At the end of the shoot, it was just Kevyn and I who were left to clean and pack up his kit. The song “Tear in Your Hand” by Tori Amos came on, and I lost just a little of my perfect-assistant composure. “My favorite lyric in this song is, ‘I know you, I know you well. Well, better than I used to,’” I told Kevyn.
And to my surprise, he responded, “The fact that you just said that to me is proof that you’re supposed to be in my life.” Then, he picked me up and gave me a big bear hug. (Kevyn was 6’5” — a gentle giant if there ever was one!)
I would end up flying back and forth across the country with Kevyn for the next few years, meeting and working with everyone from Courtney Love to Lisa Marie Presley and beyond. Immediately after the horrific attacks of Sept. 11, 2001, all flights were grounded for at least a week, and Kevyn and I were stuck in Los Angeles, estranged from our loved ones. He asked me to accompany him to his friend Cher’s house in Malibu, where she had organized a meditation circle with a group of Buddhist monks. Together, we chanted for what felt like an hour — united in the conflicting emotions of kindness, compassion, and total fear.
I got to know so much about my hero, and relished the little things, like delivering him his morning fuel of Coca-Cola, which I affectionately called, “The breakfast of champions!” I delighted in his simple taste for food, which was almost childlike in its innocence — chicken strips, hamburgers, pasta with plain sauce. We’d spend hours watching old films (he was particularly fond of Grey Gardens) and reruns of Amy Sedaris’s Strangers with Candy. Little by little, I gained his trust both personally and professionally. I still remember the one day on set that I graduated to lip gloss, and I got to apply the lacquer under his careful supervision. The most important thing he taught me about makeup is that one must do it with gusto — if it’s worth doing, it’s worth doing right, and with a real sense of purpose.
But the truth was that Kevyn was in immense pain. A medical condition turned his relationship to painkillers into self-medication. In the wake of his death, I thought a lot about what it must have felt like to have such immense validation from the greatest stars or the general public — but also, just how empty that could feel. In remembering his story, I identify my own velvet rage, and the one that lives inside so many of us: that whatever we’re trying to fill up or validate, it will never be enough.
This is part of the reason I agreed to produce the film Larger Than Life: The Kevyn Aucoin Story, directed by Tiffany Bartok. So much of Kevyn’s death had been confused or misinterpreted by the public since his passing, and I felt I owed it to my mentor to set the record straight and honor him properly. I wanted to tell the truth so that I could potentially set him free.
The reception of the film — and its impressive cast of characters, all friends of Kevyn’s — are a testament to his legacy.
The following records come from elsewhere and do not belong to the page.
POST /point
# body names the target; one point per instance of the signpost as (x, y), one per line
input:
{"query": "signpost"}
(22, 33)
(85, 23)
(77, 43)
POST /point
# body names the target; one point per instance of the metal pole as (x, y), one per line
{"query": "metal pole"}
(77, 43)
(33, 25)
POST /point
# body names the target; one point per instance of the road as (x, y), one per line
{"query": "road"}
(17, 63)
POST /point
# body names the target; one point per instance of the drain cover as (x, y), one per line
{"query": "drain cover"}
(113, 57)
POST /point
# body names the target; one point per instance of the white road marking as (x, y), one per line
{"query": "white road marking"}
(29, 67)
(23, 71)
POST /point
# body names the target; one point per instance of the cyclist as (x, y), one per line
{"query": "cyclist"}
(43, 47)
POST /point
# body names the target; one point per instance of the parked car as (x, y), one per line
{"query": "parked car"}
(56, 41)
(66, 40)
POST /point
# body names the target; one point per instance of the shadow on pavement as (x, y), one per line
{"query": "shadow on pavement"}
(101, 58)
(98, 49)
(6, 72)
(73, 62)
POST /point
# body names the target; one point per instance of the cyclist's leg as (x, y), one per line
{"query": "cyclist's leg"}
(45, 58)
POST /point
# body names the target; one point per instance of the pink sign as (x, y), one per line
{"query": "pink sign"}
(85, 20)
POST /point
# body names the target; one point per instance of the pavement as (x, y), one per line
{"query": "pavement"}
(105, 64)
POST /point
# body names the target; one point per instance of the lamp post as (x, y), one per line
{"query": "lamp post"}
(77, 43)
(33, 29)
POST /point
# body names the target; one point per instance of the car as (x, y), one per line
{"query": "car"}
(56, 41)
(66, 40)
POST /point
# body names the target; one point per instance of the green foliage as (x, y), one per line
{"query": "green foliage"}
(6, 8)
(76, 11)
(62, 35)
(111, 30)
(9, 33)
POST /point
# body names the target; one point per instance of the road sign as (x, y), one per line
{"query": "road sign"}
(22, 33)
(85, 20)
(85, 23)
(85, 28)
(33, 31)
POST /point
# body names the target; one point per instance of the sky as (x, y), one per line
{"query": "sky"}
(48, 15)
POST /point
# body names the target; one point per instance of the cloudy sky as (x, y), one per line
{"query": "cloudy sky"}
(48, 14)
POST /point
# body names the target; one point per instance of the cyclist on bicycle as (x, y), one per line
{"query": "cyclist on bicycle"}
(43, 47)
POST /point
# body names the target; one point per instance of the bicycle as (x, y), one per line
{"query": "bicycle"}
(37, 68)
Kevyn accomplished everything with a sense of honesty and openness that’s not necessarily the norm for our industry. He invited everyone in, and created a place for all of us to be ourselves — long before it was cool or marketable to do so. Among all of us in his orbit — from the icons he painted to the assistants he mentored — he saw potential, possibility. And even after all these years of remembering, mourning, and honoring him, I am still forever changed because he saw something in me. —As told to Phillip Picardi.